Take The Good With The Bad
Here’s the reality, whatever investment strategy you choose, if you stick with it long enough, you are going to experience seasons of bliss and seasons of frustration. Strategies come in and out of favor relative to one another. You should do thorough diligence around a strategy that you believe has robust research to support it, a logical basis for its philosophy, and that is fitting to your financial plan, then you need to STICK WITH IT. There is an old quip in finance, “A portfolio is like a bar of soap. The more you touch it, the smaller it gets.” The more you chase past performance, fiddle with your strategy, pivot, change, adjust, re-adjust, and so on, the worse your results often become. This is not an advocation for a set and forget it, there will also be some level of tinkering and improving on the margin, but the core philosophy should have some tenure.
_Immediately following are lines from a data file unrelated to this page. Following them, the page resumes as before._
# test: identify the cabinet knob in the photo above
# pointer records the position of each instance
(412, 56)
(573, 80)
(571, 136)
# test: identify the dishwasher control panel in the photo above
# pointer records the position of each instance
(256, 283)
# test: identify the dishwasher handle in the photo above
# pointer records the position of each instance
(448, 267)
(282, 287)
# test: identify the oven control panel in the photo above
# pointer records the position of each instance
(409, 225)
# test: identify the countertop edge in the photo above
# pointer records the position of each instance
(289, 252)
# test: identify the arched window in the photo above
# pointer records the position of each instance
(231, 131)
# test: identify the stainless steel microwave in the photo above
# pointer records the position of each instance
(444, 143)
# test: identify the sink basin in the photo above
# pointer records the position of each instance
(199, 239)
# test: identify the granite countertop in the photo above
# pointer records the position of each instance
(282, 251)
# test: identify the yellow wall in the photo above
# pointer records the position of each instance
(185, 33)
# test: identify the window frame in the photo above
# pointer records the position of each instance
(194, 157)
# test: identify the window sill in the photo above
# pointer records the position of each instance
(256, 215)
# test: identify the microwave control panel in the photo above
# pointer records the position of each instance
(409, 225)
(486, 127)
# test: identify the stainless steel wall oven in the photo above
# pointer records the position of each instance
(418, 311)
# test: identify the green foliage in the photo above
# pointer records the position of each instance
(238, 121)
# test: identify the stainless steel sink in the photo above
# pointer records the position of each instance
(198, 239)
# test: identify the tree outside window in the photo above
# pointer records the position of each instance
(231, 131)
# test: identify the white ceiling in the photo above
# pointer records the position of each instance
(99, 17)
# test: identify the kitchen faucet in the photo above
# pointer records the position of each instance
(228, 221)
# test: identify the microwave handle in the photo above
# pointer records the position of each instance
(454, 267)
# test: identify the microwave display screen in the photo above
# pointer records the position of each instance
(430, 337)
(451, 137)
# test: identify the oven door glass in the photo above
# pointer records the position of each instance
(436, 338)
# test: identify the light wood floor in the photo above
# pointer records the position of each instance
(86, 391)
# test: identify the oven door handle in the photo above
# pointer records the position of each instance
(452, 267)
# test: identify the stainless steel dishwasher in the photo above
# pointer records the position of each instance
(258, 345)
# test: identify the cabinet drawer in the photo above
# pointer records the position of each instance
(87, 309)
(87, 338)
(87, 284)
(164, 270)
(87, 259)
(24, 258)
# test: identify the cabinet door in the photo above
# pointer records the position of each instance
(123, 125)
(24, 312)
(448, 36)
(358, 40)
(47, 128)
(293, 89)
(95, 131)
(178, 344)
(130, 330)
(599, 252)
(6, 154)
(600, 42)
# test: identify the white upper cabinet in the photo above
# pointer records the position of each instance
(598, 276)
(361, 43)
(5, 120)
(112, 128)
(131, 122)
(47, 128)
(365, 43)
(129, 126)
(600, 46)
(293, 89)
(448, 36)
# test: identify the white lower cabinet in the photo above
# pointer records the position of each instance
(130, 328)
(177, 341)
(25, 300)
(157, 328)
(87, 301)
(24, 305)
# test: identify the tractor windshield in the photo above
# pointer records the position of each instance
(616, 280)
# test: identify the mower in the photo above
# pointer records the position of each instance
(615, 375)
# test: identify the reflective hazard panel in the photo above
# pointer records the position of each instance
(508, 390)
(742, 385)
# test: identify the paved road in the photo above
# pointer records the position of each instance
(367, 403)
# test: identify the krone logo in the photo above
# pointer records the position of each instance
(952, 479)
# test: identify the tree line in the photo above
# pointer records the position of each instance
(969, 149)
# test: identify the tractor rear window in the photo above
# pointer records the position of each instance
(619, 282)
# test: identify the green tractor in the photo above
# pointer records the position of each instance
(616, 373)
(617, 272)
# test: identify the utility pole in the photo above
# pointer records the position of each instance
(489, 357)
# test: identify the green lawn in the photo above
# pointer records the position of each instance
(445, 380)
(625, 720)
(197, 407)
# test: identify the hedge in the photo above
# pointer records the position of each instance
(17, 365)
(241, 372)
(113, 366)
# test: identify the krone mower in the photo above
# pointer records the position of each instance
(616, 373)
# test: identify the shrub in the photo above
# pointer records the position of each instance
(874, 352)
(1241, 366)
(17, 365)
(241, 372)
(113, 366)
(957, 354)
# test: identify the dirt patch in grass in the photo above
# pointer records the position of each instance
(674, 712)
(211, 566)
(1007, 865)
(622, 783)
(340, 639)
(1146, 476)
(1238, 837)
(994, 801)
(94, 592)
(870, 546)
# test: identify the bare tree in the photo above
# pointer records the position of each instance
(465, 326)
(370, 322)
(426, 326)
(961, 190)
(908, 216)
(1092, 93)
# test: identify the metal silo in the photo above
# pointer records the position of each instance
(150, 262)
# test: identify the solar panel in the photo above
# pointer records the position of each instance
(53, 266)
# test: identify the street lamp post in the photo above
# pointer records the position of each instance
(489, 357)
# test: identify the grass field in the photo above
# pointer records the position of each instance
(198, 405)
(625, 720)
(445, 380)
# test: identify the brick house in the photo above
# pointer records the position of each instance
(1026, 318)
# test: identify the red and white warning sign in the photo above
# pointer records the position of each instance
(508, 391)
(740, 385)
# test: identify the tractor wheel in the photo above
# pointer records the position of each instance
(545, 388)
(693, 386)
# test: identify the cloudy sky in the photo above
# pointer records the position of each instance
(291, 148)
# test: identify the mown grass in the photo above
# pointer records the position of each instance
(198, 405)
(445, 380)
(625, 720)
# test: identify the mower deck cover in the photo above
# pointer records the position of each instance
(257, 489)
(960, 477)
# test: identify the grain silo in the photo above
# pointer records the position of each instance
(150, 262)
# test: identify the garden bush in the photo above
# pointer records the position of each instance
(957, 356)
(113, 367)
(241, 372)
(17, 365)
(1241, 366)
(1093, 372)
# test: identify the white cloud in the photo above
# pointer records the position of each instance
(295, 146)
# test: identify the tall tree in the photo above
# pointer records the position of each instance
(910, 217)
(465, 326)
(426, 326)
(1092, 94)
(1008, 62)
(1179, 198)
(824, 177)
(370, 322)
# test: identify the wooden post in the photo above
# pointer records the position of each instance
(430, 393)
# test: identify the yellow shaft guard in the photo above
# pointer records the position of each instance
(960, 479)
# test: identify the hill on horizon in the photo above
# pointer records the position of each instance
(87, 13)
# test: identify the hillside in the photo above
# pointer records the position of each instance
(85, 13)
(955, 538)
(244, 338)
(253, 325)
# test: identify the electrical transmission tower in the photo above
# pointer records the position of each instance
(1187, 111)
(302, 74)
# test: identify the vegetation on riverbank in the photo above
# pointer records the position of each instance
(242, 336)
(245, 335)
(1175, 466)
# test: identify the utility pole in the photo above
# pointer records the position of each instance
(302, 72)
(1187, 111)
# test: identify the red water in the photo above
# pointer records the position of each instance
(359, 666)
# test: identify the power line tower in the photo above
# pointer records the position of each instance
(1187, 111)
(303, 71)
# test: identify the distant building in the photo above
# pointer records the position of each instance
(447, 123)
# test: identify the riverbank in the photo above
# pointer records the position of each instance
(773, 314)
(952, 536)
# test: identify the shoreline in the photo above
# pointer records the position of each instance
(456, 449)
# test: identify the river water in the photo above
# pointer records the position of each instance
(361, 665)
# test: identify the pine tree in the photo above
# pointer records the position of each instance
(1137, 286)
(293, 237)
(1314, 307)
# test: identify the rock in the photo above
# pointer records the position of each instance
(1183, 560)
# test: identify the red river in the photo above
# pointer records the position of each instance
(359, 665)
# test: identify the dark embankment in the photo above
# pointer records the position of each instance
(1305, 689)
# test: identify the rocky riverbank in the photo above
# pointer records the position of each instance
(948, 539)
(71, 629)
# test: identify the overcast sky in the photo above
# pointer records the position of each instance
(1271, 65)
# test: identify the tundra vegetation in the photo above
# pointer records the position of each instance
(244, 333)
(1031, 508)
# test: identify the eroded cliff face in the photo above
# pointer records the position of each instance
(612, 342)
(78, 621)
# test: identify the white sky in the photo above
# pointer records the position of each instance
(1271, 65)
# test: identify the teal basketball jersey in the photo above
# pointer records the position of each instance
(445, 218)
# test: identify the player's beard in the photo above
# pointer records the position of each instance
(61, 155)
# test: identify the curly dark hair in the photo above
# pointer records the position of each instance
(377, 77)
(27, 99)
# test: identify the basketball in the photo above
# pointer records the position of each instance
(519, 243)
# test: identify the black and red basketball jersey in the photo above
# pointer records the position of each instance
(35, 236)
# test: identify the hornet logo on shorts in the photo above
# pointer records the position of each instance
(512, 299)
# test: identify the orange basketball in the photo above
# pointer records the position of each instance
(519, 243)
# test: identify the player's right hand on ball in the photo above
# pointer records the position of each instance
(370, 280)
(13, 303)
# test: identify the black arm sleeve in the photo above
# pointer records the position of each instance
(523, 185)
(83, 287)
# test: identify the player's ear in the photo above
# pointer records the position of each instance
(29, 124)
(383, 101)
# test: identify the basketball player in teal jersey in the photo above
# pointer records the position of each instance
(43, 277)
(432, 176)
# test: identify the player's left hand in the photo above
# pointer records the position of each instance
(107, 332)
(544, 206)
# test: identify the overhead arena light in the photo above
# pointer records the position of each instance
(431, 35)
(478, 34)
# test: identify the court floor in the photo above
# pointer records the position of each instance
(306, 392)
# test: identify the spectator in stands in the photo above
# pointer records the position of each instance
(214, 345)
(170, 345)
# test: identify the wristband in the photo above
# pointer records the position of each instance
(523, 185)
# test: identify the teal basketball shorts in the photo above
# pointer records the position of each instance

If I Only Had A Time Machine…
One of my favorite movies, or set of movies, is the Back to the Future series. One scene that always distinctly sticks out to me is when Marty is traveling back in time and Biff Tannen secretly swipes his sports almanac. This little pamphlet rich with sports “history” is actually the “future” sports outcomes that Biff is yet to live through. Like any ambitious entrepreneur with the answers to the test, Biff uses this almanac to bet on every major sporting event, and with 100% accuracy, Biff accumulates unimaginable wealth for himself, leading our time traveling friend Marty to an alternate reality (future).
Just imagine, even if you had just tomorrow’s newspaper what type of riches you could create from sports betting to stock picks. I often joke with my clients, that if I had a time machine, I would be hand down the best investor of all time.
It’s fun to fantasize about it, to joke about it, to laugh about it, and then… back to reality. We don’t have a time machine and our results won’t always be the best – that is our reality. And benchmarks can be distracting, whether we are talking soft drinks or stocks. What you need to decide is what is important to you – your financial plan, your goals, your objectives, etc. – and you need to keep your eyes on the prize.
So, that’s my ask of you, my word of encouragement, to make sure you are measuring your outcomes with the right benchmarks – the type of metrics that keep you on track rather than lead you off track.